--Хочу сначала предупредить, а уж потом разговоры вести с тобой. Не забывай того, что сейчас увидишь или услышишь. Это тебе будет очень нужно. Да ещё, на будущее: старайся попусту никого не тревожить, только тогда, когда нужда острая в том появится. А коли нужда не пустая всё же придёт, то знай, мы все на зов твой откликнемся. Смотри, только чтоб он пустым не оказался. – На этих словах он поднял вверх руку, и как бы отодвинул меня немного назад. На поляне уже оказалось очень много людей в одеждах разных времён. Они смотрели на меня с интересом, будто давно знакомые люди.
--Кто вы? – Спросил я, но не услышал собственного голоса, только лёгкий ветерок всколыхнул истончавшуюся бороду старца, который всё это время наблюдал за мной и моей реакцией на происходящее.
--Твоё прошлое, а ты – наше будущее.
--А кто же тогда настоящее? – Произнёс я снова, но вместо слов опять последовал лишь лёгкий ветерок.
--Миг один – это и есть настоящее. Его нельзя поймать или вернуть, но можно пытаться стать тем, кем тебе стать предначертано. Каждое дело, которое ты в своей жизни делаешь, в тебе отзывается, потому пытайся лишь с добром шагать по жизни, тогда перед ними всеми не так стыдно потом будет. В трудный час они и помочь смогут, коли, позовёшь, да и дело стоящим окажется.
--У меня и родни-то никогда такой большой не было. Да и в семье я один ребёнок.
--И этому ответ дам: никогда человек один не бывает. Он как эта трава, всегда среди людей, даже если живущие рядом отвернуться, то тогда помогут те, что до тебя жили. Ведь, ежели ты чего-то не видишь – это не значит, что этого нет. Всё, что ты когда-то видел, знаешь, даже о чём мечтал и думал – всё это есть и существует. Умей смотреть и видеть. Ладанку возьми, ты её заслужил – хоть и особой заслуги за тобой не имеется, но она твоя по праву. Откроешь её, когда свои силы исчерпаешь, когда больше нечего ждать будет, только тогда с верой и позовёшь, как мамку в детстве.
--Это ещё как? – Прошелестел я. На мой вопрос старик лишь усмехнулся, но говорить продолжил.
--Вспомни, когда тебе в детстве страшно было или чего осилить не мог, даже когда ушибёшься, тогда и звал её – и только её одну. Так и здесь – не главное в словах, главное в желании и чистоте помысла твоего. – Ласково поглядев на меня, словно в детстве, погладив по головке, он произнёс таким участливым голосом последнюю фразу, что сразу стало не по себе. – Важно, чтобы ты не забыл кто за тобой стоит – не подведи их внучек, постарайся во всём разобраться сам. Да и глаза-то не выпячивай, зря что ли тебе всё рассказывалось?

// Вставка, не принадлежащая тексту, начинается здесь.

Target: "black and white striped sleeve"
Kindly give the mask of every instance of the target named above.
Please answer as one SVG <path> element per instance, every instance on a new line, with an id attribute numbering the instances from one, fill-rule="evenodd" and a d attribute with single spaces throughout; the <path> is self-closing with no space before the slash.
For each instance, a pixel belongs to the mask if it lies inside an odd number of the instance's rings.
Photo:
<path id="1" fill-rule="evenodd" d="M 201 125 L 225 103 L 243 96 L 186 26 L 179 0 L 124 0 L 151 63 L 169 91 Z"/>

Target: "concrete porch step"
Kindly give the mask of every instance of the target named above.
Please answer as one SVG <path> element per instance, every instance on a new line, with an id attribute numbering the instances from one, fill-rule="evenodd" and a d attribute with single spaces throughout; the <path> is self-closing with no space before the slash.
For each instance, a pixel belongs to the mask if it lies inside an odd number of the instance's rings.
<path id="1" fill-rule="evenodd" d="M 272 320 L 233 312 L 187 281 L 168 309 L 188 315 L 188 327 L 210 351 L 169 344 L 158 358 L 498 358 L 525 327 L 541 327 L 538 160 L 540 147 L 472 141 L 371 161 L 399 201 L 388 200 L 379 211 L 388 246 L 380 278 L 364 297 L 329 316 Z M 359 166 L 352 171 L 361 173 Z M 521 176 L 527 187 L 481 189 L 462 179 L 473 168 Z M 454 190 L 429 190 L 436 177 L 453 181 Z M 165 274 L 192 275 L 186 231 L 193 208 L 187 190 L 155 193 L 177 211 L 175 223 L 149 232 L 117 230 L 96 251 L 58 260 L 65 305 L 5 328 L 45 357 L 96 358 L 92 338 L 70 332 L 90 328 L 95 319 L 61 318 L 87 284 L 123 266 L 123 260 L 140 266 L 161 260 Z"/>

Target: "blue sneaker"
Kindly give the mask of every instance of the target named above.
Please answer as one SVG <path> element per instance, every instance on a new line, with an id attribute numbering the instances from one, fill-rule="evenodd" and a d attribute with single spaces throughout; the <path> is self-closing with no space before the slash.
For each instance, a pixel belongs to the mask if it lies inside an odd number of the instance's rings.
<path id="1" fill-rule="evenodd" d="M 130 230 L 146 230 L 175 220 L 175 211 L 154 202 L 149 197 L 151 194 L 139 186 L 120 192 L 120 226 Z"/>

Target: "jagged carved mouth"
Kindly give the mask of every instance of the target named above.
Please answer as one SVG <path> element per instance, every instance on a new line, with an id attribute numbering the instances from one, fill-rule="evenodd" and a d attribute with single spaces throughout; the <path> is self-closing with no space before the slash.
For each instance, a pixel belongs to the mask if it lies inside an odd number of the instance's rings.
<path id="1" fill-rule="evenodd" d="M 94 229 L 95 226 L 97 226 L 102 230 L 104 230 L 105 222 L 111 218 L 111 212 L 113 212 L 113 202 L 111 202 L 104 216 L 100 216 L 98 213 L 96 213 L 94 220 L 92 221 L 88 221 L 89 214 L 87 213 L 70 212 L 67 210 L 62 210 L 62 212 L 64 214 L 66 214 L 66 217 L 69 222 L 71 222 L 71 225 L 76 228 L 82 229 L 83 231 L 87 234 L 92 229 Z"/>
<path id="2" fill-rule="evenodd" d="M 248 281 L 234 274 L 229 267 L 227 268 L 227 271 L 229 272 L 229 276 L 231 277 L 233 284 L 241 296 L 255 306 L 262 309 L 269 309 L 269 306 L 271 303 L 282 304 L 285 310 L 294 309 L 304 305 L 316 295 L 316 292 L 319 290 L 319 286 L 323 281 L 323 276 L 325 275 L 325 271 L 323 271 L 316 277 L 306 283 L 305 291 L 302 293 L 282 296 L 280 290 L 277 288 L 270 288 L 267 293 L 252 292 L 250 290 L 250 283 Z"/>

--Я понял, ты тот самый Митрофан?!
--Верно, знать не совсем дурак, коль хоть маненько соображения имеешь.
--Прошу тебя, ответь мне, почему я?
--Потому как кровь твоя тебя выбрала. Память родовая тебя позвала, ты ведь седьмой в колене после сильнейшего удара по роду твоему. Да и потому, наконец, что судьба твоя такова.
Внезапно, всё как в нормальном сне закружилось и я оказался напротив похожего старика, только в длинном чёрном балахоне из-под которого едва виднелись такие же чёрные лаковые сапоги. Его лицо в сильных морщинах, напоминало бульдожью морду и почему-то было мне хорошо известно. Его маленькие пронзительные глазки будто буравили меня, стараясь проделать во мне дырку и влезть прямо ко мне в самую что ни на есть душу. За ним стояла тоже огромная толпа, но почему-то она показалась мне какой-то безликой тёмной массой.
--Прими в довесок и такую родню. – Он показал на них, стоявших между покосившихся старых домов с пустыми ничего не выражающими глазами. – Не только Митрофанова сторона за тобой смотреть, да помогать станет, но и от моей уже тебе во веки вечные не избавиться. Его выслушал, так теперь и мой черёд с тобой поговорить. Ещё не известно за кем правда, а за кем лишь сказочки. Сам думать, да выбирать обязан. Только знай – откроешь ладанку-то и позвать как их можешь, так и нас. И не известно кто с большим усердием своему наследнику помочь сможет.
--Значит, это и есть тот злополучный выбор? – Прошелестел я и здесь лёгким ветерком.